Quelques mois après la disparition de Lemmy Killmister, le guitariste Phil Campbell reprenait du service. Quand on a passé sa vie sur les planches avec l’une des plus importantes formations de heavy metal du monde, difficile de faire autrement! Dans la foulée, retour donc du grand pourvoyeur de riffs au sein de Motörhead avec une nouvelle formation high energy. Sachant que les chats ne font pas des chiens, pourquoi aller chercher ailleurs ce que l’on a chez soi? Poétiquement présenté sous le nom de Phil Campbell and the Bastards Sons, le combo mis à contribution devenait une histoire de famille. Les trois fils sont désormais de la partie. Todd à la guitare et à l’harmonica, Dane à la batterie et Tyla à la basse et c’est Neil Starr, un pote et ex-Attack Attack, qui assure le chant. En 2016, les débuts consistent essentiellement en premières parties de Hawkwind, Guns & Roses, Saxon ou Airbourne et l’année s’achève sur la parution d’un EP éponyme de cinq titres. Le premier long play  The Age Of Absurdity sort en janvier 2018 et connait d’emblée un beau succès, grâce notamment à la patte Motörhead que le gratteux gallois n’a bien sûr pas perdue. Nous sommes les bâtards! c’est ce que clame le groupe en septembre 2020 pour annoncer sur les réseaux sociaux qu’un nouvel album arrive. Et le voici! Produit par Todd Campbell et enregistré au Pays de galles, We’re the Bastards ne change en rien la formule éprouvée d’un hard old school. Gros son, rythmiques bétonnées, chant efficace, grattes en avant et solos inspirés. Bref, la grosse cavalerie qui vous en met plein la tronche.
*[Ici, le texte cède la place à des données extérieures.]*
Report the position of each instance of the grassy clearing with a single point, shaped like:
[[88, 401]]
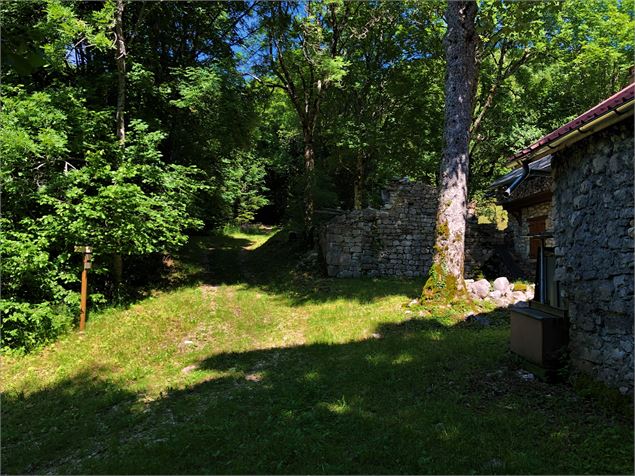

On en redemande, même quand le tempo descend d’un cran (Desert Song, Born to Roam et son intro bluesy ou un Waves sous forme de ballade heavy qui va cescendo). C’est une évidence, la tribu Campbell assure la continuité de l’héritage Motörhead qui squatte leur ADN tout en consolidant leur propre identité avec des compos fort bien tricotées. C’est du vrai rock’n’roll! Un truc hargneux et puissant qui prend à peine le temps de souffler entre deux titres mais avec juste ce qu’il faut d’originalité pour ne pas lasser. D’entrée, Son of a Gun vous en colle une et vous savez déjà qu’on va vous ramasser à la petite cuillère. 13 rafales généreuses qui à elles seules en disent plus que toute la discographie de certains groupes.